Progress reporting and cancellation

let analysis = try BpmAnalysis(
    url: audioFileURL,
    options: .init(detection: .init(quality: .fast))
) { event in
    print("Progress: \(event.progress)")
}

let task = Task {
    try await analysis.process()
}

// Cancel after timeout
try await Task.sleep(for: .seconds(5))
task.cancel()

Low-level streaming API

BpmDetection accepts raw samples directly for real-time or custom decoding pipelines:

let detector = BpmDetection(sampleRate: 48000, options: .init(quality: .balanced))
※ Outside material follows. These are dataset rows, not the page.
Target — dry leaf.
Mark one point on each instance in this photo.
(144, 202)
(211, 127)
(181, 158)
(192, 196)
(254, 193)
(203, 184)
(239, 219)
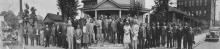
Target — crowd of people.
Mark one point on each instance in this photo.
(130, 31)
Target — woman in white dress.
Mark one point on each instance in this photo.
(127, 38)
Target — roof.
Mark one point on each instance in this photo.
(52, 18)
(122, 6)
(172, 9)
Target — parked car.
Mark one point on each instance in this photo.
(212, 36)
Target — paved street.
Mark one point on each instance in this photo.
(208, 45)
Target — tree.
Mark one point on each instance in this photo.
(10, 18)
(68, 8)
(33, 16)
(160, 11)
(135, 8)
// Feed mono audio chunks as they arrive
for chunk in audioChunks {
    detector.process(chunk)
}

let bpm = detector.estimateTempo()         // top result
let candidates = detector.tempoCandidates         // ranked alternatives

// Reuse for another signal
detector.reset()

Analysis Quality

Quality Overlap Relative Speed Best For
.fast None (1x) ~4x faster Strong rhythmic material, long files
.balanced 50% (2x) ~2x faster General-purpose default
.accurate 75% (4x) Baseline Complex material, short files

Configuration

BpmDetectionOptions controls the algorithm behavior:

Parameter Default Description
quality .balanced Window overlap level (see table above)
bpmRange 40...300 Valid tempo range — candidates outside are discarded
beatsPerBar 4 Beats per bar for comb-filter spacing (3 for waltz, etc.)
perceptualWeightingAmount 0.0 Mid-tempo bias strength (0.0 = neutral, 1.0 = full bias toward ~130 BPM)
confidenceLevel .moderate How aggressively to reject non-rhythmic audio (.disabled, .low, .moderate, .high)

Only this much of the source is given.